La risposta è in un video-simulazione realizzato dal Wwf in occasione della Cop25, in cui mostra gli effetti dei cambiamenti climatici nei quadri più iconici del museo del Prado

In occasione della Cop25, il vertice sul clima delle Nazioni Unite che si svolge a Madrid dal 2 al 13 dicembre (inizialmente doveva essere a Santiago, in Cile, ma i disordini nel paese hanno costretto a un cambio di location), Wwf e il museo del Prado hanno diffuso un video che mostra gli effetti dei cambiamenti climatici usando proprio i quadri del museo spagnolo.
Filippo IV a cavallo ritratto da Velázquez si trova così praticamente sommerso dalle acque, mentre i bambini sulla spiaggia di Sorolla vengono avvolti da alghe e pesci ormai morti. Toccante il ritocco del dipinto Il parasole di Goya, che si trasforma in un campo per i rifugiati climatici.

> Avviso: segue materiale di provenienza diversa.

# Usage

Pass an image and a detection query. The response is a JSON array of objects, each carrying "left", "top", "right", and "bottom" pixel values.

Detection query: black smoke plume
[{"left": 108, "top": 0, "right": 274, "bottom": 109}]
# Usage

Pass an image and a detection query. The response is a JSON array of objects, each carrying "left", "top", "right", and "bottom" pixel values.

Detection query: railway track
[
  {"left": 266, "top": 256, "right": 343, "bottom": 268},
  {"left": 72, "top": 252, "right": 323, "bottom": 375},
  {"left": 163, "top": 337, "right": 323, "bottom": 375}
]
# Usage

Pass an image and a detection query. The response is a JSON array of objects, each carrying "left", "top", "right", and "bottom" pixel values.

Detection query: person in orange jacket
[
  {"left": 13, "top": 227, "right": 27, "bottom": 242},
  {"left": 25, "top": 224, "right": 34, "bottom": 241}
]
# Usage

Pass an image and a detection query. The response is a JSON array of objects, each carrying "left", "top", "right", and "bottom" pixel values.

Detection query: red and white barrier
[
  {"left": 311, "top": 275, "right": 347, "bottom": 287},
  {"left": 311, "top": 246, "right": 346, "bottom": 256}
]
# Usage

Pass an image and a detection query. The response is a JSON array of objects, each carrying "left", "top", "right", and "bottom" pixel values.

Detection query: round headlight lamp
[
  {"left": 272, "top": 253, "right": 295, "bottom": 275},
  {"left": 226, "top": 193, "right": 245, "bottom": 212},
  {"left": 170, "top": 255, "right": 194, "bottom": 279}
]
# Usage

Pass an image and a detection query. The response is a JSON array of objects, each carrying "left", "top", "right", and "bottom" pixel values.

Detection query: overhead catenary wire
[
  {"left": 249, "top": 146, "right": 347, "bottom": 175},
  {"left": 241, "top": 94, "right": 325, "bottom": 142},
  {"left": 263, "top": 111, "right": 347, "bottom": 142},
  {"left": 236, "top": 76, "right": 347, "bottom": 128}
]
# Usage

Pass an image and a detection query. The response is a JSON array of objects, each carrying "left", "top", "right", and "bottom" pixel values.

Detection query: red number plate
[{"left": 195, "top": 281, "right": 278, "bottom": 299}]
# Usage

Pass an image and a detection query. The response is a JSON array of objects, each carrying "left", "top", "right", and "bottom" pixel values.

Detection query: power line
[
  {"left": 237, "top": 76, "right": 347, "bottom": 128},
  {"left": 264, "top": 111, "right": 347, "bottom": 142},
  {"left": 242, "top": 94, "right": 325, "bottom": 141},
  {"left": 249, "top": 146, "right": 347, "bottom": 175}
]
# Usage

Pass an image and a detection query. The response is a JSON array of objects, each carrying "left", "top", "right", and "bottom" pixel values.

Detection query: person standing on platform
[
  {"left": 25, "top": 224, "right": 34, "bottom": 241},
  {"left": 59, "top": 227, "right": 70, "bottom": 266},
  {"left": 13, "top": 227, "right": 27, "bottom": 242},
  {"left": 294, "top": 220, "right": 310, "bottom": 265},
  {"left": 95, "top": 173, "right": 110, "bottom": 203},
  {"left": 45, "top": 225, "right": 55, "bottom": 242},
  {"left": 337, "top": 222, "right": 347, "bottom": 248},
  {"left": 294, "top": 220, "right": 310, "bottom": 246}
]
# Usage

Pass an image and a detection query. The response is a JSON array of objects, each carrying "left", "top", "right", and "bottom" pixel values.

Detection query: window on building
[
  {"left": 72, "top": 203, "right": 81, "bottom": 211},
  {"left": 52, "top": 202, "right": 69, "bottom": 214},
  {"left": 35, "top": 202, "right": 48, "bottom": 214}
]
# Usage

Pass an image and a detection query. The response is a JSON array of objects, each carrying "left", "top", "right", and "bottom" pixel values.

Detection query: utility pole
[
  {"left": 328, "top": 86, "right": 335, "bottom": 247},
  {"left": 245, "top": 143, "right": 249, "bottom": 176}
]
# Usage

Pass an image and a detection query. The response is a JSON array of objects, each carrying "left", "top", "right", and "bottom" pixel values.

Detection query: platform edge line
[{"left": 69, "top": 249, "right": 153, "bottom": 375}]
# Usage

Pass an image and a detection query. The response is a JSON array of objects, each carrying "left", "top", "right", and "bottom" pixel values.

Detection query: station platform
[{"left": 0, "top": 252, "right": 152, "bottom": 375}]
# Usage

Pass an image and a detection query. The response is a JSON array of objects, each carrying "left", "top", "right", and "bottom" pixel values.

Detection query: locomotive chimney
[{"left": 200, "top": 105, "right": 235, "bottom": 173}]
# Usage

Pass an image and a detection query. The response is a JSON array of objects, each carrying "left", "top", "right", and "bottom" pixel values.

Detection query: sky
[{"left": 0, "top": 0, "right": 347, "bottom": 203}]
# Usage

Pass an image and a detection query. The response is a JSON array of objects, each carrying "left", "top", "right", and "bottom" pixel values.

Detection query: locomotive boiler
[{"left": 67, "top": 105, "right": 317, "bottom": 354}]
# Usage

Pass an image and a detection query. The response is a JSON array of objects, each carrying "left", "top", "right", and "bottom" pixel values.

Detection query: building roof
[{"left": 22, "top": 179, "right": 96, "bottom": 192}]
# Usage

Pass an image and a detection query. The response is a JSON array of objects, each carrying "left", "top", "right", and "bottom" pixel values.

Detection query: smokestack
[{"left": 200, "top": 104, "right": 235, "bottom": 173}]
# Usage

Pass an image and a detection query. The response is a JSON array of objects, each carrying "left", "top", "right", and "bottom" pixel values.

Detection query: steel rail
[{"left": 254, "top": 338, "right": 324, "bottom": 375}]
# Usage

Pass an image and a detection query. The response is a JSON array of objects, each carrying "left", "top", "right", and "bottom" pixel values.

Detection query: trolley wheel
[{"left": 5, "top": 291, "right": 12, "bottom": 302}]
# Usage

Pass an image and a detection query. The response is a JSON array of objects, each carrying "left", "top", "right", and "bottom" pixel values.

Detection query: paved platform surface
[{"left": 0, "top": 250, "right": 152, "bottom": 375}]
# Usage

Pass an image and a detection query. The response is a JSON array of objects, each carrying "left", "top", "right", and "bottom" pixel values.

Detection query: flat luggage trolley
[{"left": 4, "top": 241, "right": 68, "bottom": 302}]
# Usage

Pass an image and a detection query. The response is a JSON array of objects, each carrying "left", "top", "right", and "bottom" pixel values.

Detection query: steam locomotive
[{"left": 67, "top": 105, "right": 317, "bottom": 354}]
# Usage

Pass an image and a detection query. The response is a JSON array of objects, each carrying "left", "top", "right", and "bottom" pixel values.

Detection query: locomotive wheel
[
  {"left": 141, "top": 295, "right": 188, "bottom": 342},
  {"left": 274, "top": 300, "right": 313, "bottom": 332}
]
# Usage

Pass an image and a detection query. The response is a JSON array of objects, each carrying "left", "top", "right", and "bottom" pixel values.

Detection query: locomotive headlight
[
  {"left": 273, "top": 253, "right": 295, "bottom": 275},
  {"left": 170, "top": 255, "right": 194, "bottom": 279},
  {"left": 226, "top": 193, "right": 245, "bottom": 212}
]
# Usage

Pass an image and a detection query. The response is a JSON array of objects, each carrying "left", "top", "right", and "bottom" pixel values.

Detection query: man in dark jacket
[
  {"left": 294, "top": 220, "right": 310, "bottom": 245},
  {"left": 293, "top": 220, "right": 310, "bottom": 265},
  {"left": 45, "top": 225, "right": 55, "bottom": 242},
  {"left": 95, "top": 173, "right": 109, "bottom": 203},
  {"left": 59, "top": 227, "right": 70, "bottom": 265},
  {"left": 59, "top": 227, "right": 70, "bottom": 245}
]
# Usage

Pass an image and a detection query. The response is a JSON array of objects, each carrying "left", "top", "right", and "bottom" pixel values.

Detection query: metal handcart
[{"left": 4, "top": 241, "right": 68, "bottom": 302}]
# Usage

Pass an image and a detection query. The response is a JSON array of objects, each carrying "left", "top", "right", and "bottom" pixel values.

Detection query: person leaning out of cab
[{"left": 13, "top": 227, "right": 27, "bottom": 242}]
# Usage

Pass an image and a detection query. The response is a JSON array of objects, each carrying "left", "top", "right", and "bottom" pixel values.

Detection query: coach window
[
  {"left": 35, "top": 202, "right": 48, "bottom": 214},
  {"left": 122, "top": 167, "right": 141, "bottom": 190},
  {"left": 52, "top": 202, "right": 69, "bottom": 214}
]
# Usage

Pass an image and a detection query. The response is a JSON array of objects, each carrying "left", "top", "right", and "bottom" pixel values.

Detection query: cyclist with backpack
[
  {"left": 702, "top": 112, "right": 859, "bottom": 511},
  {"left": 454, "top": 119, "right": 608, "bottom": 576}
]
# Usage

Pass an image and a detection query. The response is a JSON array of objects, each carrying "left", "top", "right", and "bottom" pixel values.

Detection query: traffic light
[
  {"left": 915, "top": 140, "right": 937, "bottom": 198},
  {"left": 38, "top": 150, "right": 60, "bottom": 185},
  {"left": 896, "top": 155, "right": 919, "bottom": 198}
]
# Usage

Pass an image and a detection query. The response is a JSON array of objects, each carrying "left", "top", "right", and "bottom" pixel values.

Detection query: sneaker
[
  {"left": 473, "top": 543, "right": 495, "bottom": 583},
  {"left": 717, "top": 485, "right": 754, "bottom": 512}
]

La clip è una denuncia di ciò che potrà succedere al nostro pianeta con un aumento della temperatura di 1,5 °C. Le conseguenze, spiega il Wwf, vanno dall’innalzamento del livello del mare di oltre un metro alla siccità, fino alla trasformazione di un miliardo di persone in rifugiati climatici. Il video è collegato alla campagna di informazione Lo cambia todo, in collaborazione con il museo del Prado che ha appena festeggiato i suoi duecento anni di storia.